Questa è la ragione per la quale, nonostante il danno che la sua reputazione ha patito all’indomani della crisi finanziaria del 2008, Greenspan mantiene una enorme credibilità tra coloro che sperano di vedere una politica economica razionale in America. Se si dovessero presentare ragionevoli partners ad un negoziato da parte repubblicana, Greenspan dovrebbe essere alla loro testa.
Questa è la ragione per la quale trovo il suo nuovo libro “La mappa e il territorio” così deludente. Greenspan descrive il Dipartimento della Casa e dello Sviluppo Urbano degli Stati Uniti ed i suoi obbiettivi per costi sostenibili per gli alloggi, come se avessero giocato un ruolo di primo piano nel provocare la crisi del 2008. Inoltre, egli sostiene che la legislazione di riforma del sistema finanziario Dodd-Frank sia un fattore rilevante nell’impedire la ripresa. Nello stesso modo, sostiene che il “credito di imposta sul reddito da lavoro [2]” sia una minaccia alla fibra morale degli americani. Una parte troppo grande del libro scorre, come sostiene Steven Pearlstein del Washington Post, come se fosse stata presa di peso dal sito web di Mitt Romney della campagna elettore per le presidenziali del 2012.
I sei problemi con i quali ci misurammo io e gli altri quando arrivammo a Washington nel 1993 non sono stati risolti. La situazione della finanza pubblica di lungo periodo resta scoraggiante, seppure non così tremenda come avevamo timore potesse accadere. Il finanziamento della assistenza sanitaria resta un disastro, anche se abbiamo considerevoli motivi per sperare che la riforma di Obama abbia iniziato ad affrontare il problema. E non abbiamo avuto alcun progresso sul riscaldamento globale, su difendere una società incardinata sulla classe media o sul migliorare il sistema educativo per rendere l’eguaglianza delle opportunità una realtà. Né ci siamo misurati con la probabile caduta del reddito da pensione e dei patrimoni in una America che invecchia.

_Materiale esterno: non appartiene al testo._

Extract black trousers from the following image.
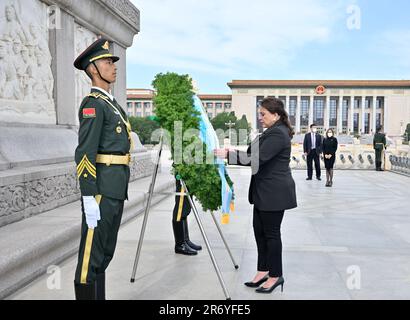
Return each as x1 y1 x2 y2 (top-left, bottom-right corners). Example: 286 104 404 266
172 180 191 222
306 150 322 178
253 207 285 278
75 196 124 284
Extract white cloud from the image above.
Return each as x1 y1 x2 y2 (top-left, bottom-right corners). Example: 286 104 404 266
128 0 346 76
380 29 410 68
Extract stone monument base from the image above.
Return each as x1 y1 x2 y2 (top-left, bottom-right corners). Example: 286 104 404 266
0 124 155 227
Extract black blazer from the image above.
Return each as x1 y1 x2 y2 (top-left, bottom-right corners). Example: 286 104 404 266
323 137 338 154
303 132 323 155
228 122 297 211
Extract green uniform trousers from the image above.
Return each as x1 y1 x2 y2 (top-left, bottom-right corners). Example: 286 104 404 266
375 149 383 162
75 196 124 284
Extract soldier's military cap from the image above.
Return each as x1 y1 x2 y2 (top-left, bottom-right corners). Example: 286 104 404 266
74 38 120 71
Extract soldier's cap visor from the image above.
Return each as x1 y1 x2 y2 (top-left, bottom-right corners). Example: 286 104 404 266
74 39 120 71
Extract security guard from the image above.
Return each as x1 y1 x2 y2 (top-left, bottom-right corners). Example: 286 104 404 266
172 179 202 256
74 39 132 300
373 127 386 171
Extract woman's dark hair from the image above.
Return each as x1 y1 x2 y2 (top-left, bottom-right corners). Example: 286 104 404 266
326 128 335 137
261 98 295 138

Ma non è questo ciò che Greenspan vede. Per lui, tutti questi problemi si riducono ad una semplice domanda: “In che genere di società vogliamo vivere?” E la scelta, dal suo punto di vista, è egualmente semplice: o “una società di dipendenza”, o “una società del contare su se stessi”.
Questa non è una analisi: è una battuta ad effetto. In un momento nel quale l’America ha disperatamente bisogno di intuizioni e di idee, Greenspan ci offre soltanto mazzate di faziosità. E’ una cattiva notizia per coloro tra noi che vorrebbero veder emergere in Washington modi efficaci e tecnocratici di produrre politica economica. In qualche modo dobbiamo convincerci del fatto che non avremo più partners disponibili al confronto dalla parte dei repubblicani.
[1] L’espressione “Ha lasciato l’edificio”, apparentemente insignificante, ha in realtà una storia, perché venne coniata a proposito di Elvis Presley, per far star tranquilli, se ho ben capito, i suoi fans che insistevano nell’attendere che il loro idolo si ripresentasse sulla scena di un concerto.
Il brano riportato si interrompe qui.